Massive Text Embedding Benchmark

The leaderboard for embedding models

This March 2023 paper discusses the creation of the Massive Text Embedding Benchmark (MTEB).

Overview of MTEB

MTEB is introduced to address a gap in the evaluation of text embeddings.

The key points about MTEB are:

Scope of Evaluation

MTEB expands the evaluation of text embeddings beyond a narrow focus.

Traditional evaluations often limit themselves to a small set of datasets from a single task, not adequately covering the diverse applications of text embeddings.

Comprehensive Benchmarking

The benchmark encompasses 8 embedding tasks, including bitext mining, classification, clustering, pair classification, reranking, retrieval, semantic textual similarity (STS), and summarization, across 58 datasets and 112 languages.

Inclusiveness of Models

It benchmarks 33 different models, making it one of the most comprehensive benchmarks to date in the field of text embeddings.

Key Observations and Findings

Lack of Dominant Method

The evaluation reveals that no single text embedding method consistently outperforms others across all tasks. This suggests the absence of a universal text embedding method that can provide state-of-the-art results for all embedding tasks.

Diversity of Use Cases

The paper highlights the vast range of use cases for natural language embeddings, from clustering and topic representation to search systems and text mining, and as features for downstream models.

Practicality and Intractability

The paper notes the infeasibility of using generative language models or cross-encoders for certain applications due to their extensive computational requirements.

Challenges in the Field

Limited Evaluation Regimes

Current text embedding models are often evaluated in a constrained manner, focusing on tasks like STS and classification, but not thoroughly tested for transferability to other tasks like search or clustering.

Poor Correlation with Real-World Use Cases:

It's mentioned that STS evaluations may not correlate well with other real-world applications, indicating a gap in the current evaluation methodologies.

Influence of Implementation Details

The paper emphasises the impact that pre-processing and hyperparameter settings can have on model performance, suggesting that these factors can obscure whether performance improvements are genuine or a result of favourable evaluation setups.

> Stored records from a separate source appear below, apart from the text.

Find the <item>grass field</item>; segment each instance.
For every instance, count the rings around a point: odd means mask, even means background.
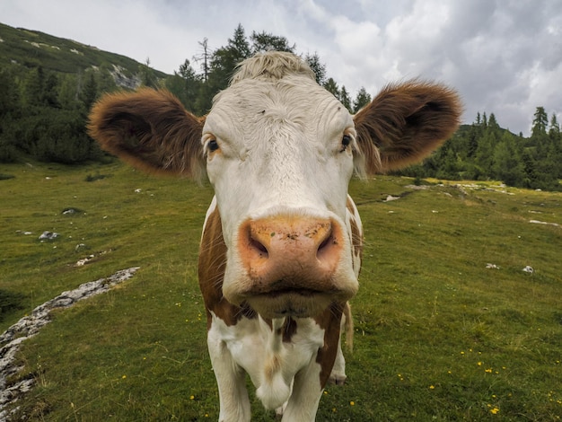
[[[216,420],[197,281],[212,190],[119,163],[0,173],[0,331],[62,291],[141,267],[24,343],[21,376],[36,386],[20,415]],[[562,228],[530,221],[562,224],[562,194],[411,183],[350,186],[366,238],[355,350],[317,420],[560,420]],[[41,242],[44,231],[60,236]],[[255,420],[274,420],[252,400]]]

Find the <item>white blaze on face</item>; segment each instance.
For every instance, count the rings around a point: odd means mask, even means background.
[[[243,222],[297,215],[345,230],[355,136],[346,108],[303,75],[242,80],[217,95],[203,143],[229,247],[225,292],[243,277],[233,247]]]

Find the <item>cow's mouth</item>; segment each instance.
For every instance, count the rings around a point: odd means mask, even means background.
[[[292,288],[251,295],[246,302],[263,318],[307,318],[326,309],[331,302],[330,296],[327,292]]]

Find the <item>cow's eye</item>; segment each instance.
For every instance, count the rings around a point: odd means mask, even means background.
[[[349,145],[351,144],[351,135],[344,135],[341,138],[341,152],[343,153],[347,149]]]
[[[218,142],[216,142],[216,139],[210,139],[206,143],[206,147],[209,150],[209,153],[214,153],[218,149]]]

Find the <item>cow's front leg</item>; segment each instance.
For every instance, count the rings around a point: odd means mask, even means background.
[[[249,422],[250,399],[244,370],[234,362],[226,344],[212,330],[206,342],[218,385],[219,422]]]
[[[316,419],[323,390],[320,373],[321,365],[314,356],[309,365],[294,376],[293,392],[283,411],[282,422],[313,422]]]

Contributions of the Paper

Introduction of MTEB: The paper introduces MTEB as a solution to provide clarity on model performance across a variety of embedding tasks.

Ease of Evaluation: MTEB's open-source software allows for easy evaluation of any embedding model with minimal coding effort.

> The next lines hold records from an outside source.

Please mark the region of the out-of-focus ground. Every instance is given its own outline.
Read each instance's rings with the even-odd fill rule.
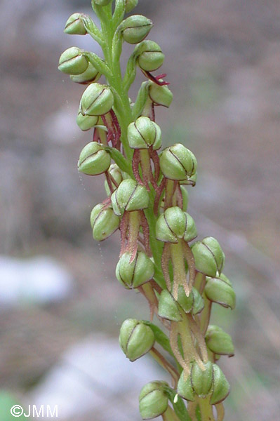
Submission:
[[[215,309],[213,319],[236,348],[234,358],[221,359],[232,385],[226,419],[276,420],[280,4],[139,3],[137,13],[154,21],[149,38],[166,54],[162,69],[174,93],[170,109],[157,112],[164,144],[184,142],[198,159],[189,213],[200,237],[217,236],[225,248],[225,272],[237,294],[236,309]],[[75,123],[83,88],[57,71],[68,46],[98,52],[89,38],[62,33],[68,16],[90,13],[89,4],[0,4],[0,253],[6,256],[0,260],[0,399],[28,404],[45,396],[46,405],[57,396],[69,410],[65,421],[140,420],[137,394],[153,379],[133,374],[132,393],[129,375],[121,373],[133,373],[133,365],[124,363],[121,371],[123,356],[114,359],[114,352],[122,321],[147,319],[148,311],[115,280],[118,234],[102,244],[92,240],[89,213],[104,192],[100,178],[81,177],[76,169],[90,140]]]

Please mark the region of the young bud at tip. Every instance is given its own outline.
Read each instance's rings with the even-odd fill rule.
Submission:
[[[93,236],[96,241],[102,241],[110,236],[119,228],[119,217],[112,208],[104,208],[102,203],[96,205],[91,213]]]
[[[151,382],[145,385],[139,395],[139,410],[143,420],[159,417],[167,409],[168,398],[165,382]]]
[[[149,206],[146,188],[131,178],[124,180],[111,199],[114,212],[119,216],[125,211],[141,210]]]
[[[126,0],[126,13],[129,13],[138,4],[138,0]]]
[[[70,47],[60,55],[58,69],[67,74],[81,74],[86,72],[88,62],[78,47]]]
[[[124,41],[128,44],[138,44],[142,41],[153,26],[150,19],[142,15],[133,15],[126,18],[119,25]]]
[[[113,104],[114,96],[109,86],[91,83],[81,96],[81,113],[86,116],[102,116],[110,111]]]
[[[128,319],[121,325],[119,345],[127,358],[135,361],[154,346],[154,335],[151,328],[135,319]]]
[[[205,335],[205,342],[212,352],[218,355],[234,355],[234,347],[230,335],[216,325],[209,325]]]
[[[116,217],[118,218],[118,217]],[[124,253],[116,267],[118,281],[127,289],[137,288],[150,281],[154,274],[154,263],[142,251],[131,262],[131,254]]]
[[[83,16],[85,16],[83,13],[71,15],[65,23],[64,32],[72,35],[86,35],[87,32],[81,19]]]
[[[132,149],[148,149],[152,146],[154,150],[157,150],[161,146],[161,131],[148,117],[139,117],[129,124],[128,140]]]
[[[90,142],[82,149],[78,169],[88,175],[102,174],[110,166],[111,156],[104,147],[97,142]]]
[[[208,276],[215,276],[220,274],[225,263],[225,254],[215,239],[206,237],[197,241],[192,247],[196,268]]]
[[[194,154],[181,143],[165,149],[159,163],[164,175],[169,180],[187,180],[196,171],[197,161]]]

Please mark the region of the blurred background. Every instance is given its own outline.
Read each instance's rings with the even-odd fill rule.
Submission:
[[[119,349],[127,317],[147,319],[142,297],[116,281],[119,238],[93,241],[100,178],[76,161],[89,133],[75,123],[81,86],[57,70],[63,34],[89,0],[1,0],[0,68],[0,414],[58,406],[62,421],[140,421],[143,385],[165,375]],[[233,337],[221,366],[232,392],[226,420],[276,420],[280,409],[280,4],[278,0],[140,0],[149,38],[166,54],[174,100],[158,109],[165,145],[196,156],[189,213],[199,237],[226,253],[234,312],[213,323]],[[126,46],[124,56],[132,48]],[[137,88],[144,80],[138,74]],[[136,87],[131,95],[135,98]],[[26,419],[26,418],[24,418]]]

Holistic View: The paper promises a holistic view of the state of text embedding models, including both open-source models and those accessible via APIs.

No Single Best Solution: An important finding is that there is no single best solution for text embeddings, as different models excel in different tasks.

Benchmarks

Existing Benchmarks: The paper references various benchmarks like (Super)GLUE, Big-BENCH, and SemEval, which have traditionally been used for text embedding evaluation.

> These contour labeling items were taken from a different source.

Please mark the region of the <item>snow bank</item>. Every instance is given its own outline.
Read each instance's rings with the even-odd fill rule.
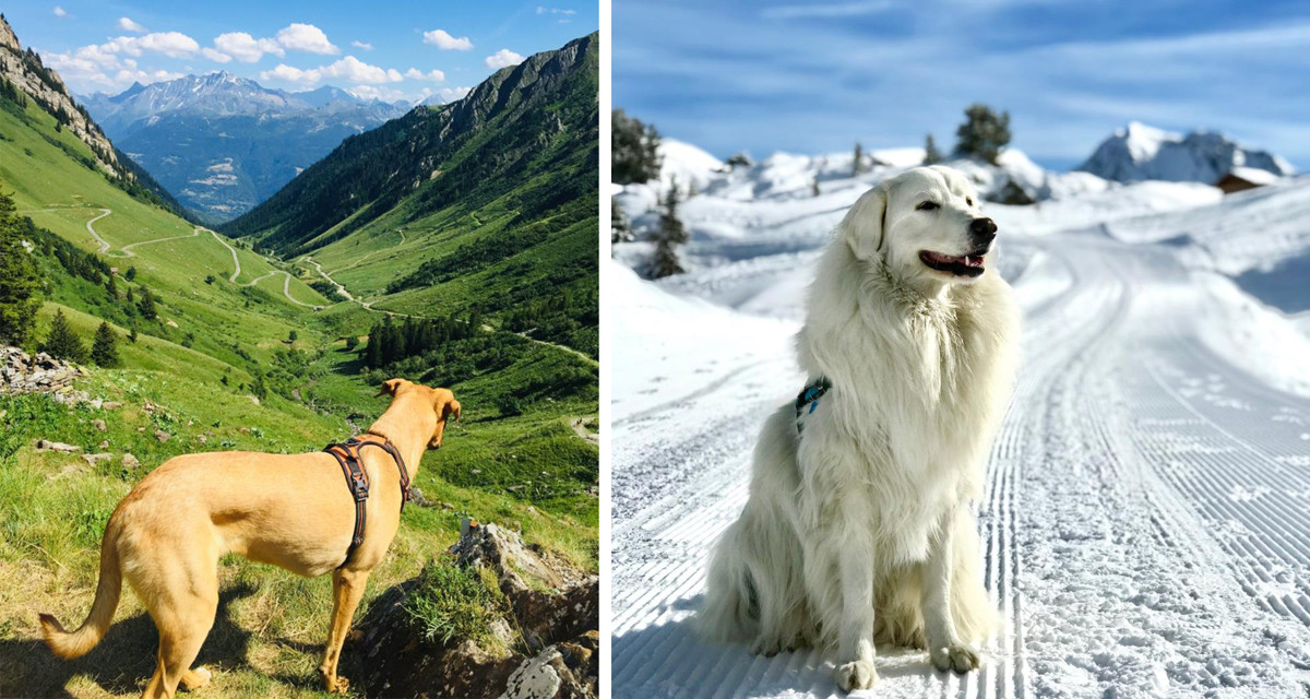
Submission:
[[[723,169],[723,161],[713,155],[681,140],[665,138],[660,139],[659,156],[662,159],[659,178],[660,188],[668,190],[673,181],[677,181],[679,191],[703,191],[710,185],[710,180]]]
[[[613,261],[607,303],[617,367],[610,372],[614,420],[696,391],[719,359],[741,348],[789,351],[798,325],[751,317],[706,300],[676,296]],[[658,391],[651,386],[659,384]]]
[[[1108,232],[1128,243],[1186,236],[1209,253],[1214,269],[1235,275],[1271,269],[1285,258],[1310,252],[1307,222],[1310,177],[1297,177],[1226,197],[1213,195],[1209,206],[1189,211],[1120,220]]]
[[[1197,333],[1216,354],[1265,383],[1310,397],[1310,337],[1229,278],[1193,275],[1209,303],[1197,304]]]

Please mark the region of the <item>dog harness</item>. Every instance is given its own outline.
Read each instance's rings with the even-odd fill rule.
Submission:
[[[815,412],[819,407],[819,399],[832,389],[832,382],[828,376],[819,376],[817,379],[806,384],[804,389],[796,393],[796,431],[804,431],[804,425],[800,422],[800,417]],[[808,407],[808,409],[807,409]]]
[[[368,511],[365,509],[365,505],[368,504],[368,469],[364,468],[360,452],[364,447],[369,446],[390,454],[392,460],[396,462],[396,469],[401,473],[402,513],[405,511],[405,502],[409,501],[409,469],[405,468],[405,459],[401,458],[401,452],[396,450],[396,445],[393,445],[390,439],[377,434],[364,433],[359,437],[351,437],[345,442],[337,442],[324,447],[324,451],[337,458],[337,463],[341,464],[341,472],[346,476],[346,485],[350,488],[350,493],[355,496],[355,535],[350,539],[350,548],[346,549],[346,560],[342,561],[342,568],[350,563],[350,557],[355,555],[355,549],[359,548],[359,544],[364,543],[364,525],[368,519]]]

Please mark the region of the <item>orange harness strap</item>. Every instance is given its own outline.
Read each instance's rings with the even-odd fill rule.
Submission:
[[[401,511],[405,511],[405,502],[409,501],[410,490],[410,477],[409,469],[405,468],[405,459],[401,458],[400,451],[396,450],[396,445],[384,437],[376,434],[362,434],[359,437],[351,437],[345,442],[337,442],[328,445],[324,451],[331,454],[337,458],[337,463],[341,464],[341,472],[346,476],[346,487],[350,488],[350,493],[355,497],[355,534],[350,539],[350,547],[346,549],[346,560],[342,561],[341,568],[345,568],[350,563],[350,557],[359,548],[359,544],[364,543],[364,527],[368,523],[368,469],[364,468],[364,462],[360,459],[359,454],[367,446],[375,446],[381,449],[392,456],[396,462],[396,469],[400,471],[401,476]]]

Limitations: These benchmarks have limitations, particularly in representing the variety of real-world applications. For instance, SemEval focuses mostly on semantic textual similarity (STS), while SentEval lacks tasks like retrieval or clustering. USEB is mentioned as primarily reranking-focused and BEIR as the standard for zero-shot information retrieval.

Insufficiency of STS: The document highlights the insufficiency of STS-focused benchmarks in capturing the broader spectrum of text embedding applications.

Embedding Models

Evolution of Models: The transition from context-unaware models like Glove to context-aware models based on the transformer architecture (like BERT and SBERT) is outlined.

Fine-Tuning: The paper mentions the trend of fine-tuning transformer models with a contrastive loss objective for text pair embeddings.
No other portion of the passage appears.